Chapter Text
“Roy,” Jason breathes, radio held up to his mouth and lips so close they are almost pressed to the receiver.
“I’m running now, you know?” He pauses, lifts his thumb from the button on the receiver and changes lanes to avoid a man in a beat-up, puke green Toyota driving twenty miles under the speed limit.
“Well, I’m on the run,” Jason says. “I’m not sure why yet. It’s just that I woke up one morning and all my things were packed and a man in a suit was sitting on our–my couch with a piece of paper saying you died.” The man in the Toyota flips him off. Jason rolls his eyes and ignores him. “And that–that seems like the kinda shit you should run from, right?” He’s speaking quickly now, reliving that moment of pure fucking fear and dread.
I’m sorry to have to tell you this, but, there was an accident.
Jason knows it’s bullshit even if at the time he’d seized up and shoved the man out of their apartment so he could hyperventilate in peace.
The radio is silent bar the buzzing of static.

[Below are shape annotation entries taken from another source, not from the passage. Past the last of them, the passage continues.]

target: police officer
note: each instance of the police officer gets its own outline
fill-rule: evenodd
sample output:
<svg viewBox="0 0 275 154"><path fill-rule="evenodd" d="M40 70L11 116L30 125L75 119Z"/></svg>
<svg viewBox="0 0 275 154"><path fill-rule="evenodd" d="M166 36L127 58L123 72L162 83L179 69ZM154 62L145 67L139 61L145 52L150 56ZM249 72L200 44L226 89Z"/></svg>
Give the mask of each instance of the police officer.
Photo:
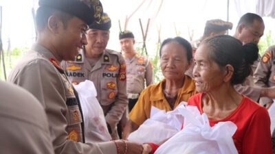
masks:
<svg viewBox="0 0 275 154"><path fill-rule="evenodd" d="M212 19L207 21L206 27L204 27L204 32L203 36L197 40L195 40L191 43L192 48L192 55L194 55L197 49L199 47L199 44L206 38L217 36L224 35L226 34L228 29L232 28L233 24L231 22L224 21L221 19ZM192 61L192 65L188 70L185 73L186 75L188 75L191 78L194 78L192 75L193 68L195 64Z"/></svg>
<svg viewBox="0 0 275 154"><path fill-rule="evenodd" d="M1 153L54 154L49 124L40 103L10 83L0 81L0 87Z"/></svg>
<svg viewBox="0 0 275 154"><path fill-rule="evenodd" d="M126 66L126 92L131 112L140 94L144 89L144 81L146 86L153 83L153 71L148 58L135 52L133 48L135 37L131 31L120 32L119 38Z"/></svg>
<svg viewBox="0 0 275 154"><path fill-rule="evenodd" d="M254 73L254 83L259 87L275 86L275 46L270 47L265 52ZM268 108L273 100L263 97L260 103Z"/></svg>
<svg viewBox="0 0 275 154"><path fill-rule="evenodd" d="M28 90L44 107L55 153L140 153L141 145L124 141L84 143L77 93L59 64L62 60L74 60L79 49L87 44L87 25L98 12L94 14L92 7L78 0L41 0L39 5L37 41L12 70L8 80ZM102 11L100 8L97 5L96 10Z"/></svg>
<svg viewBox="0 0 275 154"><path fill-rule="evenodd" d="M241 17L234 37L243 44L249 42L258 44L263 35L264 30L265 24L260 16L253 13L246 13ZM251 55L251 56L254 56L256 58L258 57L258 60L256 60L252 66L252 70L254 72L261 57L258 54ZM261 88L254 86L253 74L248 76L243 84L235 85L234 88L237 92L246 95L256 102L258 102L260 97L264 95Z"/></svg>
<svg viewBox="0 0 275 154"><path fill-rule="evenodd" d="M69 79L75 84L94 82L113 139L118 139L117 125L128 105L126 95L126 64L121 53L106 49L111 20L103 14L101 21L89 25L88 44L75 62L63 64Z"/></svg>

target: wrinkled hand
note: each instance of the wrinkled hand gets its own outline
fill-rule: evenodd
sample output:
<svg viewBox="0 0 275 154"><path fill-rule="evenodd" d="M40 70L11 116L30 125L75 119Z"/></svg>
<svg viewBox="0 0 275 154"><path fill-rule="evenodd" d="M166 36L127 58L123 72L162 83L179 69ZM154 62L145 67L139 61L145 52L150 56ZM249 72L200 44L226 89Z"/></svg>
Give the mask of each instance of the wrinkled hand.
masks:
<svg viewBox="0 0 275 154"><path fill-rule="evenodd" d="M142 144L133 142L126 142L127 144L126 154L141 154L143 151Z"/></svg>
<svg viewBox="0 0 275 154"><path fill-rule="evenodd" d="M144 144L142 146L143 146L142 154L149 154L152 151L152 147L151 147L151 146L148 144Z"/></svg>

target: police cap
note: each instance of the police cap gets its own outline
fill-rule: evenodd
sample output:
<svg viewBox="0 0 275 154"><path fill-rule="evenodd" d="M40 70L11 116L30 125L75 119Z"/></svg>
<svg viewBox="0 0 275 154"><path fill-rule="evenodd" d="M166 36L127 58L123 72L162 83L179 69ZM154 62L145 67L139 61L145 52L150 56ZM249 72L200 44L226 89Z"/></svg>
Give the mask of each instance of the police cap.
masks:
<svg viewBox="0 0 275 154"><path fill-rule="evenodd" d="M111 28L111 18L109 17L107 13L103 12L100 20L99 21L95 21L92 24L89 25L89 28L109 31Z"/></svg>

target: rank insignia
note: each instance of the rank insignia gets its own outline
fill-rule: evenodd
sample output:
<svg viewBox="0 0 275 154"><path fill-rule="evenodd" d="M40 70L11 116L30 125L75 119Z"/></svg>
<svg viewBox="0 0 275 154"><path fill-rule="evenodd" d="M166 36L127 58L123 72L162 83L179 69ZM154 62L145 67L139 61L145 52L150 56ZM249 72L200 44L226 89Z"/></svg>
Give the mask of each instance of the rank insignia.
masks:
<svg viewBox="0 0 275 154"><path fill-rule="evenodd" d="M113 81L107 83L107 88L109 89L115 90L116 89L116 84L114 82L113 82Z"/></svg>
<svg viewBox="0 0 275 154"><path fill-rule="evenodd" d="M138 68L138 71L140 71L140 72L143 72L143 71L144 71L144 67L139 67L139 68Z"/></svg>
<svg viewBox="0 0 275 154"><path fill-rule="evenodd" d="M272 57L272 55L270 51L267 51L265 55L263 55L262 57L262 61L263 63L267 63L268 60L270 60L270 57Z"/></svg>
<svg viewBox="0 0 275 154"><path fill-rule="evenodd" d="M116 71L118 69L118 66L111 65L111 66L107 68L106 69L108 70L109 71Z"/></svg>
<svg viewBox="0 0 275 154"><path fill-rule="evenodd" d="M82 67L78 67L75 65L72 65L66 68L66 70L81 70Z"/></svg>
<svg viewBox="0 0 275 154"><path fill-rule="evenodd" d="M76 110L75 110L74 112L73 117L74 117L74 120L75 120L75 121L78 121L79 120L78 112Z"/></svg>
<svg viewBox="0 0 275 154"><path fill-rule="evenodd" d="M73 130L68 135L68 139L73 140L76 142L78 142L78 138L79 138L78 133L76 130Z"/></svg>
<svg viewBox="0 0 275 154"><path fill-rule="evenodd" d="M118 75L118 79L120 81L125 81L126 73L124 71L120 73L120 75Z"/></svg>
<svg viewBox="0 0 275 154"><path fill-rule="evenodd" d="M120 64L120 68L122 70L125 70L126 69L126 64L125 62L122 62Z"/></svg>
<svg viewBox="0 0 275 154"><path fill-rule="evenodd" d="M74 94L73 88L69 86L68 88L68 92L72 94Z"/></svg>
<svg viewBox="0 0 275 154"><path fill-rule="evenodd" d="M109 56L108 55L104 55L103 58L104 58L104 62L110 62L110 60L109 59Z"/></svg>
<svg viewBox="0 0 275 154"><path fill-rule="evenodd" d="M116 92L111 92L108 94L108 99L113 99L113 97L116 97Z"/></svg>
<svg viewBox="0 0 275 154"><path fill-rule="evenodd" d="M78 85L78 82L77 81L72 81L72 84L73 84L74 85Z"/></svg>
<svg viewBox="0 0 275 154"><path fill-rule="evenodd" d="M144 63L144 57L139 57L138 60L138 62L139 64L143 64L143 63Z"/></svg>
<svg viewBox="0 0 275 154"><path fill-rule="evenodd" d="M79 53L76 57L76 62L82 62L82 54Z"/></svg>
<svg viewBox="0 0 275 154"><path fill-rule="evenodd" d="M50 62L51 62L57 69L63 71L63 69L62 69L62 68L60 66L60 65L58 64L58 63L56 62L56 60L54 60L52 57L50 57L49 60Z"/></svg>

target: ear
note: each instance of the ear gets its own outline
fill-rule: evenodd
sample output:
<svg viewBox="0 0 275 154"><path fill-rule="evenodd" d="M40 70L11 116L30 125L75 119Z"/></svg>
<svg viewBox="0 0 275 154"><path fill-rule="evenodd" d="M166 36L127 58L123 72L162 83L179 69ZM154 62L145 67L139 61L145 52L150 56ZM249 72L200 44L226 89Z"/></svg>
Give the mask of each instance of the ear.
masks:
<svg viewBox="0 0 275 154"><path fill-rule="evenodd" d="M190 67L191 67L192 64L193 64L192 62L193 62L193 58L191 58L188 62L188 65L187 66L186 70L188 70Z"/></svg>
<svg viewBox="0 0 275 154"><path fill-rule="evenodd" d="M59 25L60 21L56 16L50 16L47 21L47 27L52 33L56 34L58 32Z"/></svg>
<svg viewBox="0 0 275 154"><path fill-rule="evenodd" d="M234 68L230 64L227 64L225 68L225 76L223 77L224 82L230 82L233 77Z"/></svg>
<svg viewBox="0 0 275 154"><path fill-rule="evenodd" d="M243 28L244 28L245 27L245 26L244 24L243 24L243 23L240 24L240 25L238 26L238 29L237 29L238 33L239 33L239 34L241 34L241 31L243 30Z"/></svg>

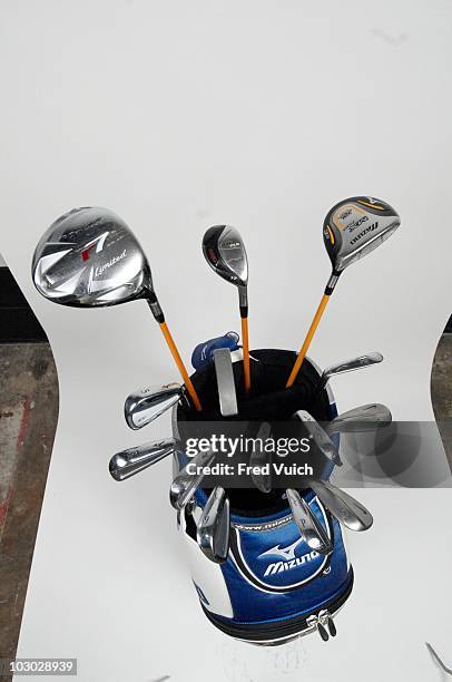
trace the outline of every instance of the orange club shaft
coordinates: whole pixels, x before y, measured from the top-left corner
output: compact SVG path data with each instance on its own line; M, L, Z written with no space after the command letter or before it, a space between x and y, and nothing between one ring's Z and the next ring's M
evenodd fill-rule
M188 376L188 372L187 372L187 370L185 368L183 359L179 355L179 351L177 350L176 343L173 340L173 337L171 337L171 334L169 332L169 329L168 329L166 322L160 322L159 327L161 329L161 333L165 337L165 341L167 342L168 348L171 351L171 355L175 359L175 362L176 362L176 364L178 367L180 376L184 379L184 383L187 387L187 391L188 391L188 393L189 393L189 396L191 398L191 402L195 406L196 410L198 412L200 412L203 410L203 406L200 405L200 400L198 398L198 394L197 394L197 392L195 390L195 387L191 383L191 379Z
M326 303L328 301L330 301L330 294L323 294L322 301L318 304L318 308L317 308L317 311L316 311L316 313L314 315L314 319L311 322L311 327L309 327L308 332L306 334L306 339L304 340L304 343L302 345L302 350L299 351L298 357L297 357L297 359L295 361L295 364L292 368L292 372L291 372L291 374L289 374L289 377L287 379L286 388L291 388L291 386L293 386L293 383L294 383L294 381L295 381L295 379L296 379L296 377L297 377L297 374L299 372L299 368L303 364L303 360L306 357L307 349L311 345L311 341L313 340L315 331L316 331L316 329L318 327L318 322L322 319L322 315L323 315L324 310L326 308Z

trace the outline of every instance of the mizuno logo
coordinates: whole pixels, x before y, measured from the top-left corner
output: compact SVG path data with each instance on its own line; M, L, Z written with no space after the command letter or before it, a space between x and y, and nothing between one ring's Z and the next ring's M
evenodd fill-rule
M363 237L365 234L367 234L367 232L373 232L377 227L379 227L379 222L372 223L372 225L369 225L369 227L363 230L363 232L360 232L360 234L357 234L355 237L353 237L353 240L351 240L350 242L351 246L353 246L353 244L356 244L356 242L360 241L361 237Z
M117 263L118 261L122 261L122 259L126 257L126 254L127 254L127 250L125 249L122 253L120 253L118 256L114 256L110 261L107 261L107 263L104 263L104 265L99 265L98 267L96 267L95 277L102 274L105 270L107 270L108 267L111 267L111 265L115 265L115 263Z
M304 539L299 537L297 540L292 543L292 545L288 545L288 547L281 547L279 545L276 545L275 547L259 554L258 558L272 555L282 557L282 561L268 564L265 569L264 577L267 575L275 575L276 573L283 573L284 571L292 571L315 559L318 556L318 552L314 551L303 554L302 556L295 556L295 549L303 542Z

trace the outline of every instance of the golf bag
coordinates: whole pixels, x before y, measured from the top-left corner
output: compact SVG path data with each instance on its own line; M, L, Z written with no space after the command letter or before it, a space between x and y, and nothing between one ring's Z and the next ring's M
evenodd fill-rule
M253 393L238 396L238 420L284 421L298 409L322 421L336 417L331 389L316 390L320 372L312 361L303 363L297 382L285 389L295 353L258 350L252 355ZM233 367L239 391L243 363ZM190 421L222 419L214 366L203 367L193 381L204 410L199 416L186 406L176 407L176 438L184 438ZM175 474L187 461L185 452L175 455ZM207 618L224 633L261 645L283 644L314 631L325 641L334 636L333 616L352 592L353 569L340 524L314 493L299 490L332 540L330 555L312 551L301 537L283 489L264 494L257 488L230 488L230 544L223 564L209 561L196 542L196 522L209 493L198 488L193 504L179 514L193 582Z

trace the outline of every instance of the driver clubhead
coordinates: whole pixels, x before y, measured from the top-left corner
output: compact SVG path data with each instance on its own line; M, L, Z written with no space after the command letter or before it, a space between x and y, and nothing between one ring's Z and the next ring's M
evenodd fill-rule
M220 277L236 286L247 286L248 260L238 230L232 225L209 227L203 237L203 253Z
M73 208L50 225L36 247L32 277L39 293L62 305L116 305L153 291L132 232L112 211L94 206Z
M183 396L180 383L149 386L127 396L124 417L130 429L143 429L160 415L177 405Z
M374 251L400 223L392 206L372 196L353 196L333 206L323 224L323 238L334 274Z

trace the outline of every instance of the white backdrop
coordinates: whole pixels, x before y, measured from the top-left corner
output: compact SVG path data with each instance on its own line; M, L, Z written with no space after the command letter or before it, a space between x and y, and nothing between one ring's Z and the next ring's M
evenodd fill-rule
M340 408L432 419L451 312L451 20L445 0L3 4L0 249L60 381L19 655L78 656L81 680L108 682L425 682L439 674L425 639L452 657L449 490L360 491L375 526L351 538L354 597L336 640L299 644L292 671L273 666L286 654L217 633L180 562L169 462L121 485L108 475L116 450L169 435L164 419L134 435L121 415L136 386L177 379L147 306L65 309L30 277L58 215L110 207L145 247L188 359L237 328L236 293L200 253L205 228L229 222L250 261L252 347L295 349L330 273L324 215L382 197L402 227L343 276L311 355L382 351L379 368L337 379Z

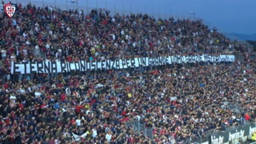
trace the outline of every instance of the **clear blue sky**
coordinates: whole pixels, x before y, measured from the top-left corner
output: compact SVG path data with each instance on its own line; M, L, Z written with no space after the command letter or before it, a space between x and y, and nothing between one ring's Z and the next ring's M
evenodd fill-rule
M72 0L13 0L22 3L29 1L32 4L55 5L63 9L76 9ZM146 13L165 18L172 15L193 18L189 14L195 12L196 17L204 19L206 24L216 26L221 32L239 34L256 33L256 0L77 0L78 6L86 11L93 8L106 8L122 14ZM88 6L87 6L87 1ZM4 0L9 1L9 0Z

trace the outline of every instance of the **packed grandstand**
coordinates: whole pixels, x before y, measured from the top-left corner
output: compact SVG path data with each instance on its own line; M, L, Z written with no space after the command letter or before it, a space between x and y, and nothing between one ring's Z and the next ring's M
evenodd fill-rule
M18 5L13 18L3 14L0 19L0 143L189 143L255 121L254 61L246 47L201 20L24 6ZM239 56L120 69L12 72L14 63L205 54Z

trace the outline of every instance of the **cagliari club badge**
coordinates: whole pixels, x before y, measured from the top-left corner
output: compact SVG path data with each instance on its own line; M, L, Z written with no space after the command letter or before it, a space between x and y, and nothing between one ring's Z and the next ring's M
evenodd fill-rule
M14 16L17 11L17 5L15 4L9 3L4 5L4 11L10 18Z

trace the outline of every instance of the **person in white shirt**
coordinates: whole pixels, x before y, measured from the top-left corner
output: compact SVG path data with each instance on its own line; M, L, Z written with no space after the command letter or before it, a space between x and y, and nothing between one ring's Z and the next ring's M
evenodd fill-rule
M77 126L80 126L81 125L81 119L80 117L77 117L77 119L76 120Z
M94 129L92 129L92 138L96 138L96 136L97 136L97 130Z
M111 138L112 138L112 135L110 133L110 132L109 132L106 135L105 138L108 141L108 142L110 142L111 140Z
M12 93L10 96L10 101L12 101L13 103L15 103L15 101L17 100L17 98L14 93Z
M1 51L1 52L2 53L2 59L4 60L6 58L6 51L5 50L2 50Z

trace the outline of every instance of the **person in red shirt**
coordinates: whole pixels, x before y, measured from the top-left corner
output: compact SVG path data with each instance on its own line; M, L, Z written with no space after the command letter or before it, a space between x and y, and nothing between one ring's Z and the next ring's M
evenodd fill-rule
M60 96L60 101L64 102L66 100L66 94L64 93L61 94Z
M76 112L77 113L79 113L81 112L81 109L83 108L83 106L78 103L77 106L76 106Z
M248 121L250 120L251 119L251 118L250 117L250 116L249 116L249 115L247 113L246 113L245 115L245 120L246 121Z

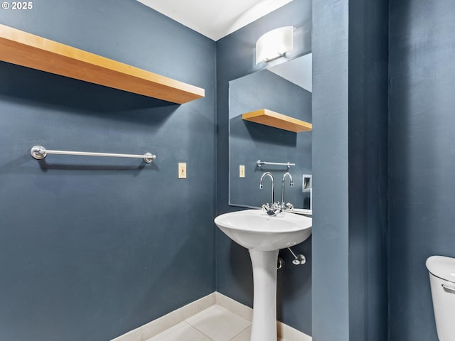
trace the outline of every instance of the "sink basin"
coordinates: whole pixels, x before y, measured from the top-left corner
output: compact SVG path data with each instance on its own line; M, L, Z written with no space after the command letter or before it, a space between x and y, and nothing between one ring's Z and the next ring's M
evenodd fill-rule
M278 251L306 239L311 218L289 212L271 217L262 210L246 210L219 215L215 223L250 252L255 293L250 341L277 341Z
M311 234L311 218L283 212L271 217L262 210L232 212L215 223L236 243L248 249L274 251L301 243Z

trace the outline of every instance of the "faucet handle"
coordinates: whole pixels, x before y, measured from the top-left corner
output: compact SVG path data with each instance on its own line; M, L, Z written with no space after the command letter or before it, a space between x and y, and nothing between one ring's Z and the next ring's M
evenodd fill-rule
M273 204L267 202L267 204L264 204L262 205L262 210L264 210L267 215L272 216L275 216L283 212L282 206L279 202L274 202Z

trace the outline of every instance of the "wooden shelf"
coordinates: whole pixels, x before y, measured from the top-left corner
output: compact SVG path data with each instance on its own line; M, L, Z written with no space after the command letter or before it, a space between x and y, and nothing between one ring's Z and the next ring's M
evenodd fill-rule
M294 131L294 133L309 131L313 129L313 125L311 123L283 115L267 109L247 112L242 115L242 118L247 121L274 126L275 128Z
M1 24L0 60L173 103L205 94L200 87Z

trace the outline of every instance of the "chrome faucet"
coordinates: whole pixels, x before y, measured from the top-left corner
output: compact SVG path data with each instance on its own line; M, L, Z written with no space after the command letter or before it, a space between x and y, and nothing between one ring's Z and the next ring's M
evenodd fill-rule
M266 176L269 177L270 180L272 180L272 198L270 199L270 204L273 204L274 201L275 201L275 199L274 199L275 180L273 178L273 175L270 172L265 172L264 174L262 174L262 176L261 176L261 180L259 180L259 188L261 190L264 188L264 184L262 183Z
M262 205L262 210L264 210L269 215L277 215L277 214L283 212L283 210L282 210L282 206L279 202L274 202L274 201L275 201L275 180L274 180L273 175L270 172L265 172L264 174L262 174L262 176L261 176L261 180L259 181L259 188L261 190L264 188L264 184L262 183L264 182L264 179L267 176L270 178L270 180L272 180L272 195L270 202L264 204Z
M292 180L292 175L289 172L286 172L283 175L283 180L282 181L282 207L283 210L285 210L287 208L289 208L289 209L294 208L294 206L292 205L292 204L290 204L289 202L286 204L284 202L284 181L286 180L286 178L288 177L289 178L289 186L294 187L294 180Z

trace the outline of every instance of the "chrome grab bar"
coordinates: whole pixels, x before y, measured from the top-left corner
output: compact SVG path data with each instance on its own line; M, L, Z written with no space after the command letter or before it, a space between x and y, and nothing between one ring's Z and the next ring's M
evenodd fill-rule
M286 166L288 168L290 168L291 167L294 167L294 166L296 166L295 163L291 163L290 162L287 162L287 163L284 163L282 162L268 162L268 161L261 161L260 160L258 160L257 161L256 161L256 165L257 166L258 168L261 168L262 166L263 165L272 165L272 166Z
M447 286L445 284L441 284L441 286L442 286L442 288L444 288L444 290L447 290L449 291L451 291L452 293L455 293L455 288L452 288L451 286Z
M30 151L31 156L36 160L41 160L46 158L48 154L59 154L59 155L77 155L82 156L109 156L114 158L142 158L147 163L150 163L156 156L150 153L146 153L143 155L137 154L116 154L112 153L91 153L87 151L50 151L41 146L34 146Z

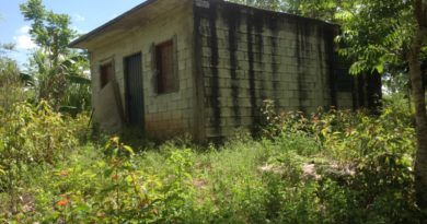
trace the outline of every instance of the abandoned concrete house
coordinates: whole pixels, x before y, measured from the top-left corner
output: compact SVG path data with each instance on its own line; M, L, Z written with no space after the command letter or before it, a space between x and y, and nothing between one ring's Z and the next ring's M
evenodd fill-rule
M307 113L371 104L379 81L348 74L338 28L222 0L147 0L70 46L90 52L103 129L204 141L251 129L264 99Z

“Yeah, that’s what I thought.” Jason sighs. “He said he was from Queen Industries which is weird, isn’t it? Because you just started working there a couple weeks ago and Roy I–”
–
“I’m out in–” Jason frowns. “I better not say. Never know who’s got their radio on.”
Last week he had to ditch his car and pick up a new one. He still doesn’t know how he missed the blue Honda that had been tailing him for god knows how long. It’s starting to get dangerous running like this. With no contingency plans or back-up. Jason is going on nothing but a hunch and desperation.
“I’m out in the middle of nowhere. The desert. Red sand and nothin’ else.” He’s got his gaze fixed outside his window, hasn’t bothered to check the road since he reached the endless expanse of flat land and straight lines. “It’s nothing like home. Couldn’t move two feet without running into someone.”
Jason drags a hand down his face. Tries to keep his eyes from drooping. It’s the middle of the day and he’s not stopping for a rest.
“We were gonna move. I know you never liked Gotham. Being so close to Star City and the family. Families,” he corrects himself, memories of Roy rubbing circles on the thin skin of his wrist and telling him about the time his dad tried to put a broken bottle through his neck coming to mind. “I was thinking down south. You wanted to see the gators.”
There’s a small mountain of takeaway coffee cups, empty cans and magazines on the passenger side floor. He needs to clean up and restock. Jason reaches for one of the National Geographic issues and flips it open to the dog-eared page.
“Been to everywhere in the country but never seen an alligator,” Jason says and clicks the car into cruise control. He props the magazine up on the steering wheel and squints down at the page. “Did you know an alligator can go through two thousand teeth in a lifetime?”
No answer.
“Yeah, it made me rethink heading south too.” Jason tosses the magazine back onto the floor. “I’d do it though. For you.”
He should buy some better sunglasses. The sun is too bright out here and out for too long. Next time he sees a gas station.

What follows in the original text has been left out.